NEWSTORY: Kekacauan Bayangi Pemilu 2024

Secara teknis pemilu dan pilkada serentak secara berbarengan di 2024 sulit dijalankan

Republika/Prayogi
Petugas KPPS melakukan penghitungan suara pemilu 2019 di TPS 001 kelurahan Kebon Baru, Jakarta, Rabu (17/4).
Red: Joko Sadewo

REPUBLIKA.CO.ID, JAKARTA — Hingga saat ini, partai-partai pendukung pemerintah di DPR  masih kekeuh untuk tidak melakukan revisi UU Pemilu. Terlepas dari sekian banyak spekulasi yang muncul atas sikap ini, yang pasti dengan tidak merevisi UU Pemilu dan Pilkada maka akan muncul sejumlah masalah yang mengancam demokrasi.

Dalam Repulika Newstory bertema: ‘Kekacauan Bayangi Pemilu 2024’, redaktur senior Republika Harun Husein, yang menjadi nara sumber diskusi, mengingatkan akan bahaya pemilu nasional dan pilkada  yang dilakukan berbarengan pada 2024.

“Yang terjadi mungkin kekacauan, karena pemilu akan sulit dimanajemen. Penyelenggara akan over load dan sulit melaksanakan,” kata Harun.

Pemilu 2019 lalu saja, sudah sangat rumit dan memakan korban hampir 900 petugas KPPS meninggal dunia karena kelelahan. Belum lagi angka yang sakit.

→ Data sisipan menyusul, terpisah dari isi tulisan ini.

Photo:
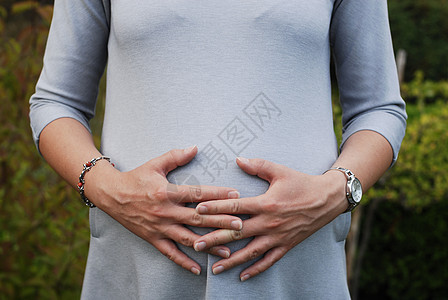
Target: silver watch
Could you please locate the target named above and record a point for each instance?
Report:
(353, 189)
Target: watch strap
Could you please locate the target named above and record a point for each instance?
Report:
(350, 176)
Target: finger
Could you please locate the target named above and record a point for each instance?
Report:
(198, 193)
(173, 159)
(264, 169)
(186, 237)
(189, 216)
(249, 205)
(224, 236)
(256, 248)
(270, 258)
(169, 249)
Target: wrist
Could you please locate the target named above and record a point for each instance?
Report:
(336, 184)
(100, 182)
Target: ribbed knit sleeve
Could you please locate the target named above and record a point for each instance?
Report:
(366, 72)
(74, 61)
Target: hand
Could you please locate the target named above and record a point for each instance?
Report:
(144, 202)
(295, 206)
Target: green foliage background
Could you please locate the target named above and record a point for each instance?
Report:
(44, 230)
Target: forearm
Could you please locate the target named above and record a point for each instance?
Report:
(66, 145)
(368, 155)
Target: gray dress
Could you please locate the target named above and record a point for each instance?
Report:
(249, 78)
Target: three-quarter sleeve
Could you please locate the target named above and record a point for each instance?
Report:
(366, 71)
(74, 61)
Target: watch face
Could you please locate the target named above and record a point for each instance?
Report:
(356, 190)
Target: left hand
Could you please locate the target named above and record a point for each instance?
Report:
(295, 206)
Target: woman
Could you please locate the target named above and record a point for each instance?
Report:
(238, 79)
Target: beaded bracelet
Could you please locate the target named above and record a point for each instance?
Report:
(87, 167)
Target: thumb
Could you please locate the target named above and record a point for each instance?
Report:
(262, 168)
(174, 158)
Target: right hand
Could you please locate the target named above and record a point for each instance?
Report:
(144, 202)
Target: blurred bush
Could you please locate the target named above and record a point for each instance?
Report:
(43, 228)
(407, 255)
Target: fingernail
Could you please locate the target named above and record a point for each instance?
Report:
(189, 149)
(200, 246)
(237, 225)
(223, 253)
(243, 160)
(234, 194)
(245, 277)
(202, 209)
(218, 270)
(195, 271)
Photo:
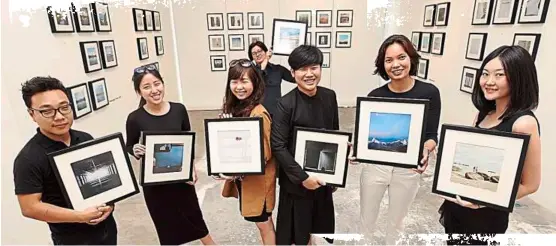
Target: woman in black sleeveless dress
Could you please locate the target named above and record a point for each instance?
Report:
(174, 208)
(505, 94)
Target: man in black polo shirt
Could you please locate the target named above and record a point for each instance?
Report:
(37, 189)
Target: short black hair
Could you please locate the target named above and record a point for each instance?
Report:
(305, 55)
(407, 46)
(521, 75)
(40, 84)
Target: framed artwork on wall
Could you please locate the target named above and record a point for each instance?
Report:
(476, 46)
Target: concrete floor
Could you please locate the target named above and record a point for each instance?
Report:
(228, 227)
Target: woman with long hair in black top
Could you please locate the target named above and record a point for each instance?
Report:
(505, 93)
(174, 208)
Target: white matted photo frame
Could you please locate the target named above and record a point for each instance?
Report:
(390, 131)
(323, 154)
(94, 172)
(234, 146)
(481, 166)
(168, 157)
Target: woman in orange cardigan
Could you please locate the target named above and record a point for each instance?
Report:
(256, 193)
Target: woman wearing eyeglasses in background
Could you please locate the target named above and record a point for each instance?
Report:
(273, 74)
(174, 208)
(256, 193)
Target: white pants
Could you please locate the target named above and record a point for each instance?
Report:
(402, 185)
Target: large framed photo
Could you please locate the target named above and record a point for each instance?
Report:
(235, 146)
(323, 153)
(390, 131)
(168, 157)
(482, 166)
(94, 172)
(287, 35)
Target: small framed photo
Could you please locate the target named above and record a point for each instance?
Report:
(533, 11)
(529, 41)
(344, 18)
(94, 172)
(90, 55)
(287, 35)
(218, 63)
(324, 18)
(323, 154)
(235, 21)
(438, 43)
(168, 157)
(390, 131)
(255, 20)
(304, 16)
(343, 39)
(216, 42)
(142, 48)
(159, 45)
(108, 53)
(80, 101)
(101, 16)
(482, 166)
(442, 14)
(482, 12)
(468, 77)
(322, 39)
(236, 42)
(215, 21)
(476, 46)
(235, 146)
(99, 93)
(428, 19)
(505, 11)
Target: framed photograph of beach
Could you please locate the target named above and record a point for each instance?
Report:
(482, 166)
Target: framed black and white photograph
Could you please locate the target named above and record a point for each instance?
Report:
(533, 11)
(80, 100)
(159, 45)
(476, 46)
(481, 166)
(215, 21)
(323, 154)
(60, 19)
(430, 11)
(143, 48)
(90, 56)
(94, 172)
(437, 47)
(101, 15)
(505, 11)
(323, 39)
(235, 21)
(304, 16)
(236, 42)
(344, 18)
(218, 63)
(168, 157)
(99, 93)
(235, 146)
(108, 53)
(323, 18)
(468, 77)
(287, 35)
(482, 11)
(529, 41)
(217, 42)
(83, 17)
(255, 20)
(389, 131)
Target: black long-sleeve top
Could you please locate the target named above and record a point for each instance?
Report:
(298, 109)
(420, 90)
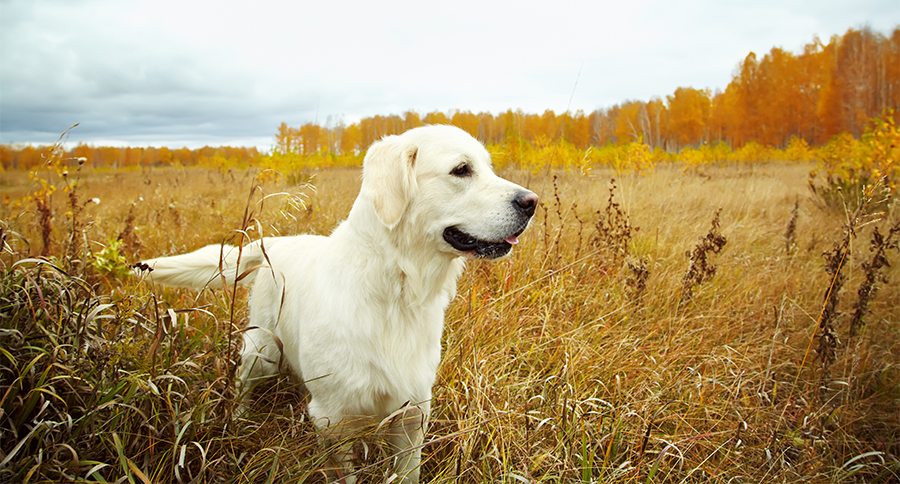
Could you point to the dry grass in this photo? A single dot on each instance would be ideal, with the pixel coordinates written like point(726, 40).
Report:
point(568, 362)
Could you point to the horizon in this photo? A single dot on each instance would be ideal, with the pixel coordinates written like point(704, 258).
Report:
point(64, 63)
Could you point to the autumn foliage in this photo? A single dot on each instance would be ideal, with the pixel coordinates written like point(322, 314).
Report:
point(776, 107)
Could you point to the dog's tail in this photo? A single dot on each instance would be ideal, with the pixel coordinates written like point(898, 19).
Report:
point(213, 266)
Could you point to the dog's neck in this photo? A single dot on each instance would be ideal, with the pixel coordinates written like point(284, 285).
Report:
point(423, 273)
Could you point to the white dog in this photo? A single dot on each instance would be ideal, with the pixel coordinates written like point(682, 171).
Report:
point(359, 314)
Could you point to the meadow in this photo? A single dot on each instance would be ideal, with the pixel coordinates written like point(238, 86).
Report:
point(676, 325)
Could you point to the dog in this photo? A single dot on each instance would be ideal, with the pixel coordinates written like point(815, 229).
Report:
point(358, 315)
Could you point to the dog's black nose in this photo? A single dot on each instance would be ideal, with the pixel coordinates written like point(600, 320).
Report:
point(525, 202)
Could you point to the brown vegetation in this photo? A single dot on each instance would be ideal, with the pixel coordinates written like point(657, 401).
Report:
point(569, 361)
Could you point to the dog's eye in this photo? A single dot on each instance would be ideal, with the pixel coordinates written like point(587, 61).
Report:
point(462, 170)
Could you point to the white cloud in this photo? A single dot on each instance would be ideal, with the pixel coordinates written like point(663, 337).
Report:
point(223, 72)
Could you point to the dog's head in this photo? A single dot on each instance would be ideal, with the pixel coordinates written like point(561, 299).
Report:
point(438, 181)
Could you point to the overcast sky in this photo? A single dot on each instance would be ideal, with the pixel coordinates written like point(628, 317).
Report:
point(193, 73)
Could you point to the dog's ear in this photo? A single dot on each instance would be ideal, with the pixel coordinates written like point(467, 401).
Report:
point(389, 178)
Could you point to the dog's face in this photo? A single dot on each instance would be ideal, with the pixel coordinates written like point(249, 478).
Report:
point(438, 180)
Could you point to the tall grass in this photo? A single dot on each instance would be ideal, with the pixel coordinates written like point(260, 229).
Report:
point(574, 360)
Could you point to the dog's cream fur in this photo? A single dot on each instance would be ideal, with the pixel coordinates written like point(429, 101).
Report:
point(360, 313)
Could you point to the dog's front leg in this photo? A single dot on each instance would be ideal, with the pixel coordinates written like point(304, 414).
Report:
point(406, 435)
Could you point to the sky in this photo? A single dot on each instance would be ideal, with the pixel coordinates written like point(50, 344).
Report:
point(194, 73)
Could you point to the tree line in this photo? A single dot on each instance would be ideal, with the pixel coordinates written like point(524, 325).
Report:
point(813, 95)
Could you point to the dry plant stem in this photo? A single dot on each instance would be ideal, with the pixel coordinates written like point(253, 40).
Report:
point(701, 268)
point(872, 269)
point(790, 234)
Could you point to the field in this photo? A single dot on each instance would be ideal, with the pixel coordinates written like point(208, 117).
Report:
point(614, 345)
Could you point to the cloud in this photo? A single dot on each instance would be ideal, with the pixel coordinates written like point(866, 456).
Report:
point(220, 72)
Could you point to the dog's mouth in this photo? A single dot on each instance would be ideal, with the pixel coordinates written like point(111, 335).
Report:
point(487, 249)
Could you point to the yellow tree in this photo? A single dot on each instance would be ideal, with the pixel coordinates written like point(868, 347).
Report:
point(688, 110)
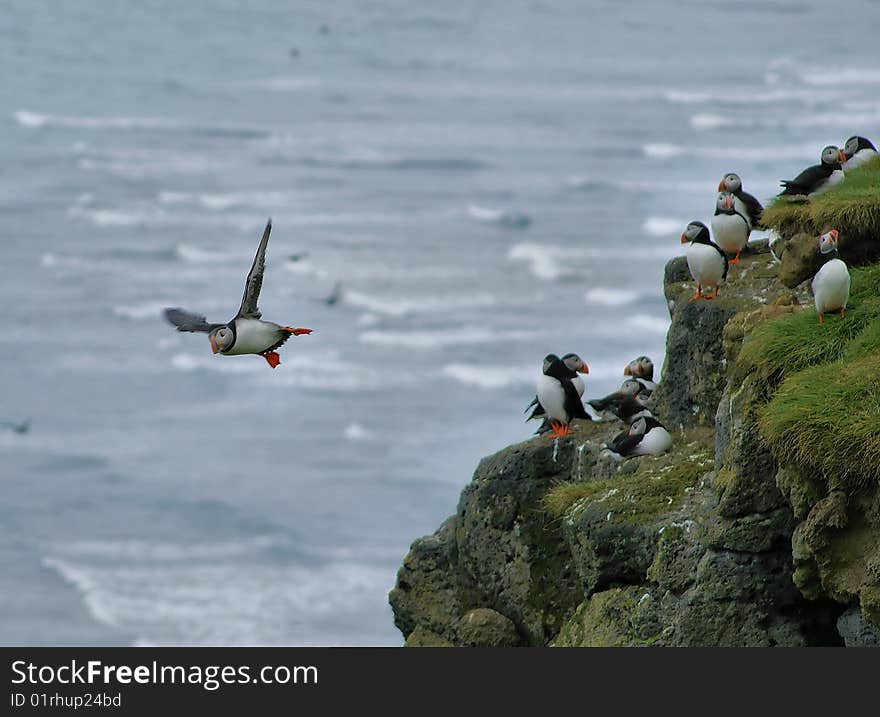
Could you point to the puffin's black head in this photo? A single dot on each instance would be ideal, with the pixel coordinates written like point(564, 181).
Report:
point(854, 144)
point(724, 203)
point(550, 360)
point(730, 182)
point(828, 242)
point(575, 363)
point(695, 231)
point(832, 157)
point(221, 339)
point(641, 367)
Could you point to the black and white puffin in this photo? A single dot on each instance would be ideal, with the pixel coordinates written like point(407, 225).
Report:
point(642, 370)
point(246, 333)
point(576, 366)
point(558, 396)
point(645, 437)
point(746, 204)
point(831, 283)
point(857, 151)
point(819, 178)
point(706, 261)
point(729, 227)
point(626, 404)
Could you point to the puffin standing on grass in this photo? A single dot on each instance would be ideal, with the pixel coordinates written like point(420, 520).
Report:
point(831, 283)
point(819, 178)
point(744, 203)
point(645, 437)
point(558, 396)
point(246, 333)
point(729, 227)
point(857, 151)
point(706, 261)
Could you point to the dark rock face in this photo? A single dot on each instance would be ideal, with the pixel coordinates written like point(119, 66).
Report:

Tanpa revisi, secara teknis Pemilu 2024 akan sangat sulit dilakukan. Jika Pilkada Serentak dan Pemilu Nasional dilaksanakan di tahun yang sama 2024, maka diperkirakan akan membutuhkan tidak kurang dari 8 juta panitia pelaksana. Belum lagi kalau panitia pelaksana Pilkada Serentak dan Pemilu Nasional dipisah.

Persoalan yang juga muncul adalah hampir setengah kepala daerah dijabat oleh seorang pelaksana tugas (plt). Tentu saja Plt tidak memiliki kewenangan seperti kepala daerah.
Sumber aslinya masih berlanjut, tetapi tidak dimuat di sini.